For years now, Thelma has filled her notebooks with such history: tales spun to her as a child on her grandmother'' porch, retold at family barbecues, pondered behind the candy counter in her Uncle Emmanuel's store. The characters are as familiar as her children's smiles. Nat Tucker, the strong young slave hanged in the 1830s because his name sounded like the rebel Nat Turner (indicating the real terror that Nat Turner's slave revolt struck in the hearts of the white slave-owning class); unidentified women who were raped by their white masters; quiet old Samuel, the last Tucker slave, whose son Thomas started a moving business with a couple of oxen and a cart. (It would seem appropriate that moving would become a profitable business, especially in a country where people have no "sacred right" to land ownership. See "How the Republic Takes Private Property." WFI Editor)

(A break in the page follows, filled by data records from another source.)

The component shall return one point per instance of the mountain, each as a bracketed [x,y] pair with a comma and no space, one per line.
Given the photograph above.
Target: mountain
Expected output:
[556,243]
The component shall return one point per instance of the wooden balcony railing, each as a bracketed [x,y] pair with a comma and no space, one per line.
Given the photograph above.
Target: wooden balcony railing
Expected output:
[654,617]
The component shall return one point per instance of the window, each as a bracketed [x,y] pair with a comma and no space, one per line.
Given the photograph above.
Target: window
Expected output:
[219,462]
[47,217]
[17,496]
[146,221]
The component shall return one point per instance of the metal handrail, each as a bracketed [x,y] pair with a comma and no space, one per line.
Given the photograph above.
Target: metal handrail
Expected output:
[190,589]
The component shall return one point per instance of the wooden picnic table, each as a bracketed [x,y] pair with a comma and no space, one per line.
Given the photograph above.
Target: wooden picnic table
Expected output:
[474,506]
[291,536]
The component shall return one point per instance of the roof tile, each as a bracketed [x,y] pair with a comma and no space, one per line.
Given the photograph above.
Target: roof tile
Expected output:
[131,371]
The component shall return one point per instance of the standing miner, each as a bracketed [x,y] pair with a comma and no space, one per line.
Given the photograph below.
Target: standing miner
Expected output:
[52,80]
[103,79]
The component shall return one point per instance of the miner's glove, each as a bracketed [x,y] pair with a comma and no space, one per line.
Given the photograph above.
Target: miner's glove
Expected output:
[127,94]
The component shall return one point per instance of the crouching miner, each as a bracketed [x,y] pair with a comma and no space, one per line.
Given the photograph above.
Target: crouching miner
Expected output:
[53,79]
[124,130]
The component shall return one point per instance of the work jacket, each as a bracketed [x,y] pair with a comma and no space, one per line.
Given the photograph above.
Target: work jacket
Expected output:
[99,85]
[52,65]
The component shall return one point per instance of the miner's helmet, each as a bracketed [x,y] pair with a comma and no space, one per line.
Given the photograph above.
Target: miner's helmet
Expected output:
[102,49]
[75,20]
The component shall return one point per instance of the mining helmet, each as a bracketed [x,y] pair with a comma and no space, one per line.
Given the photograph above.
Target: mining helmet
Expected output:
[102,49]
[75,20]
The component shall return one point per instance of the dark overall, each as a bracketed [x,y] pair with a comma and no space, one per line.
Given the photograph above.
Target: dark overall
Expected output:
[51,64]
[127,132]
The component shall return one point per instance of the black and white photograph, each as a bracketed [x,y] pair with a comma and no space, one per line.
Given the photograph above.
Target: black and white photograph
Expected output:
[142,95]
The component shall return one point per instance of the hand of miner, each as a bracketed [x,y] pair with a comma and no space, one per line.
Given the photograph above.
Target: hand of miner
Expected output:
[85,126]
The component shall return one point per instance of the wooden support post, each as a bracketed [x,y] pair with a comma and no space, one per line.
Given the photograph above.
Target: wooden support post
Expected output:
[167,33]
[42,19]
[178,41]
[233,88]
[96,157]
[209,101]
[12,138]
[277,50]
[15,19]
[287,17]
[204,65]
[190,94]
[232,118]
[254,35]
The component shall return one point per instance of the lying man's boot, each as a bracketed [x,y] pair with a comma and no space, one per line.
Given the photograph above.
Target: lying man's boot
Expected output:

Thomas celebrated his freedom with a solemn pledge: that in his lifetime no member of his family would work for a white man or woman again. Did he make such a promise? Did he keep it? "The oral tradition is always very tricky," says Thomas Davidson, senior curator at the Jamestown Museum and fort. "Different family stories start to sound the same. And who really knows?" There is one place where Thelma knows for sure.

"Come here," she says, treading softly over the graves where William and his children may be buried. Come to where the answers lie. She pulls out a property deed from 1896 that describes the "old colored burial ground," a two-acre plot her ancestors bought for $100. (In modern values, about $1,500. WFI Editor) A rickety wooden sign marks their purchase: "Tucker Cemetery, 300 years."

Thelma's mother is buried here, and her grandparents and their parents too. Their names are engraved on fading headstones: Mary Elizabeth Tucker, James William Tucker, Alexander Samuel Tucker. But it is the sunken, unmarked graves that have the strongest pull. Who rests beneath the crumbling soil? Anthony? Isabella? William? Thelma understands the skeptics. She once was one herself, a long time ago when she was a little girl, before her grandmother anointed her keeper of history. "This is what you must remember, that we were on the first slave ship to come to America, that we are descended from the first black child born in America."

"How do you know?" Thelma asked. She hadn't learned anything like this at school. "My father told me and his father told him and his father before him told him. Ask the old people. Ask your uncles." So Thelma did. They all told her the same story. "But how do you know for sure?" "Don't you know if you take a dog down the street he'll find his way home? Well, child, we're human beings and we're much more intelligent than animals. We need to know where we came from. And if we put our minds to it, we always find our way home."

Thelma thinks of those words often, every time someone asks. They echoed through her head on that blistering August day in 1994, when her family once again sailed up the James River, on a replica of a 17th century ship. It could have been 375 years ago, the creaking wooden vessel pulling in to the lush green shore. It could have been Anthony and Isabella. Except this time, her family were the guests of honor. This time, they were greeted by the governor and a crowd of cheering revelers. Thelma fanned her elderly uncle as she watched from the shore. Her grandmother would have been so proud. The Tuckers had found their way home.